Pierre Latécoère, grand nom de la construction aéronautique. Audacieux, ingénieux, sachant s’entourer, il est incontestablement un Gascon de renom. Avec Jean Bourdette, Jean-Baptiste SénacGuillaume Saluste du BartasAntoine de NervèzeSans MitarraJacques LacommeAlexis PeyretMarcel AmontIgnace-Gaston PardiesAndré DaguinJean LabordeJoseph du Chesne.

Pierre-Georges Latécoère

Pierre-Georges Latécoère (1925)
Pierre-Georges Latécoère (en 1925)

Son père, Gabriel, nait à Bagnères de Bigorre en 1836. Il fonde des ateliers de menuiserie mécanique et fait fructifier son entreprise jusqu’à employer 150 ouvriers à la fin du XIXème siècle. Sa mère est Jeanne Pujol, née à Varilhes en Ariège. La famille Latécoère habite la villa Gabriel, dont il subsiste le portail.

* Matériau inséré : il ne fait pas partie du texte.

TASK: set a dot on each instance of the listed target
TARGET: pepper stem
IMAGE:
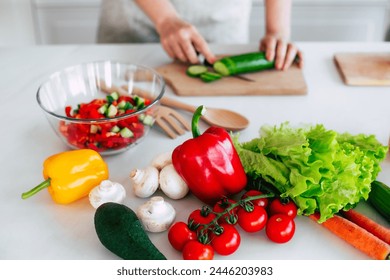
(199, 112)
(38, 188)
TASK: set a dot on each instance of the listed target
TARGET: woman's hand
(182, 41)
(283, 52)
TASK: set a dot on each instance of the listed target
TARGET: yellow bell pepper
(71, 175)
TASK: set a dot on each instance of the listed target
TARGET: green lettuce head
(319, 169)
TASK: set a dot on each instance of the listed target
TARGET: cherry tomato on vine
(227, 242)
(280, 228)
(179, 234)
(283, 206)
(221, 206)
(254, 220)
(194, 250)
(200, 217)
(263, 202)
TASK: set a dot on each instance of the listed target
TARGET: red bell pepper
(209, 163)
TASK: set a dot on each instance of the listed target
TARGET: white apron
(219, 21)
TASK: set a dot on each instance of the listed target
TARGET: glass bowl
(106, 106)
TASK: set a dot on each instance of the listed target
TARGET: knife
(204, 61)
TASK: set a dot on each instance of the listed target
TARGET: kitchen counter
(37, 228)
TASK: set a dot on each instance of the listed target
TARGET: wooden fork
(171, 122)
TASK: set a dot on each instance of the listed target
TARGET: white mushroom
(156, 215)
(171, 183)
(145, 181)
(162, 160)
(107, 191)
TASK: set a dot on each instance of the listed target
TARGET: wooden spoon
(224, 118)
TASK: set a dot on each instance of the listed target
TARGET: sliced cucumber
(243, 63)
(208, 77)
(196, 70)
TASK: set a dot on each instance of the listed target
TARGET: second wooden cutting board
(269, 82)
(364, 69)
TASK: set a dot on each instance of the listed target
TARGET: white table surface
(38, 228)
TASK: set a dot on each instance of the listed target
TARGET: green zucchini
(196, 70)
(208, 77)
(379, 198)
(120, 231)
(243, 63)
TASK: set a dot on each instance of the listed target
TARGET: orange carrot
(356, 236)
(368, 224)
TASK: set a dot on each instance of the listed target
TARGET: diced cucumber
(148, 120)
(112, 111)
(103, 109)
(126, 133)
(196, 70)
(93, 129)
(124, 105)
(243, 63)
(139, 101)
(115, 129)
(210, 77)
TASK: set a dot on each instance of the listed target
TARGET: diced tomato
(81, 135)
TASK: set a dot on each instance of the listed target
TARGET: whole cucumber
(379, 198)
(243, 63)
(120, 231)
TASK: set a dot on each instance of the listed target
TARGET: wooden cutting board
(364, 69)
(269, 82)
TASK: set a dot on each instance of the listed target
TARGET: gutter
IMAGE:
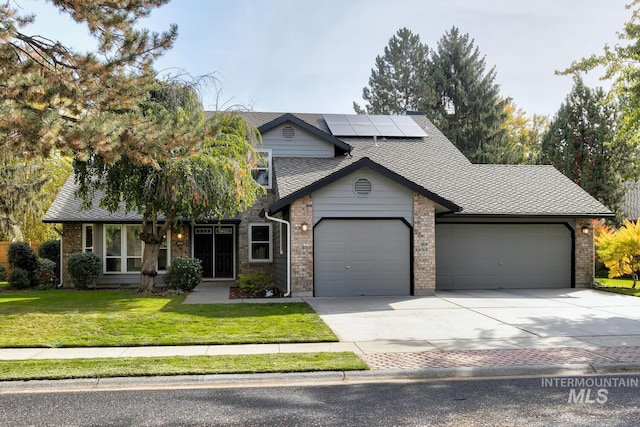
(264, 214)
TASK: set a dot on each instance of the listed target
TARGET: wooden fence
(4, 250)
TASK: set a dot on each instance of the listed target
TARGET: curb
(308, 378)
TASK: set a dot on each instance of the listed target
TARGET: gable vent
(288, 132)
(362, 187)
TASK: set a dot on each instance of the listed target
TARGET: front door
(224, 252)
(214, 246)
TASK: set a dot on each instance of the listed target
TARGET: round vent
(288, 132)
(362, 187)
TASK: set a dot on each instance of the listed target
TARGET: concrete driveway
(488, 319)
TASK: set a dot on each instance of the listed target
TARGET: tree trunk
(149, 263)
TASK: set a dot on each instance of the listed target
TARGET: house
(369, 205)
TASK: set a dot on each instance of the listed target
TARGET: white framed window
(87, 238)
(260, 242)
(262, 170)
(123, 249)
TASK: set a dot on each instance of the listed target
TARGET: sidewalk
(401, 358)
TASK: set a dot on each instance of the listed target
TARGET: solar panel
(373, 125)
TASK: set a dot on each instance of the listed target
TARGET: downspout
(288, 225)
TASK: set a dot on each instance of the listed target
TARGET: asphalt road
(488, 402)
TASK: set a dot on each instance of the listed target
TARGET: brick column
(424, 246)
(302, 247)
(585, 254)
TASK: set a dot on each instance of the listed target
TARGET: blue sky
(316, 56)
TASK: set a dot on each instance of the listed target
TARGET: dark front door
(203, 249)
(224, 258)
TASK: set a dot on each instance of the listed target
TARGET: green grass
(195, 365)
(619, 286)
(65, 318)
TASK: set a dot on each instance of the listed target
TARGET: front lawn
(620, 286)
(66, 318)
(13, 370)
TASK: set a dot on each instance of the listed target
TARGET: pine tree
(467, 107)
(399, 81)
(56, 99)
(580, 142)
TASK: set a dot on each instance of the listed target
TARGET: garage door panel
(478, 256)
(362, 257)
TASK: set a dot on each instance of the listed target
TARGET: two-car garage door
(490, 256)
(354, 257)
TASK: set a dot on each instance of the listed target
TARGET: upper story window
(262, 170)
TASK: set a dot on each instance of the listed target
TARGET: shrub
(84, 269)
(51, 251)
(22, 256)
(46, 273)
(183, 273)
(19, 278)
(256, 284)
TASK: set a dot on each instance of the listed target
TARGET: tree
(523, 133)
(21, 185)
(209, 177)
(399, 81)
(56, 99)
(467, 106)
(581, 144)
(621, 64)
(620, 250)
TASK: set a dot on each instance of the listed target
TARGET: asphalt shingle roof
(432, 163)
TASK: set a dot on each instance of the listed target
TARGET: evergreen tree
(56, 99)
(399, 81)
(467, 106)
(580, 142)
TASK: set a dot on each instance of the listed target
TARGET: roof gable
(364, 162)
(290, 118)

Pierre-Georges, second des trois enfants, nait à Bagnères de Bigorre en 1883. Sa mère a 30 ans, son père 47. Il fait ses études d’ingénieur à Paris, à l’École Centrale des Arts et Manufactures. Après la mort de son père, en 1905, il reprend avec sa mère l’entreprise familiale. Son activité a évolué pour fabriquer principalement du matériel ferroviaire.  Inventif, il alimente l’usine avec une électricité fabriquée à partir de sciure de bois.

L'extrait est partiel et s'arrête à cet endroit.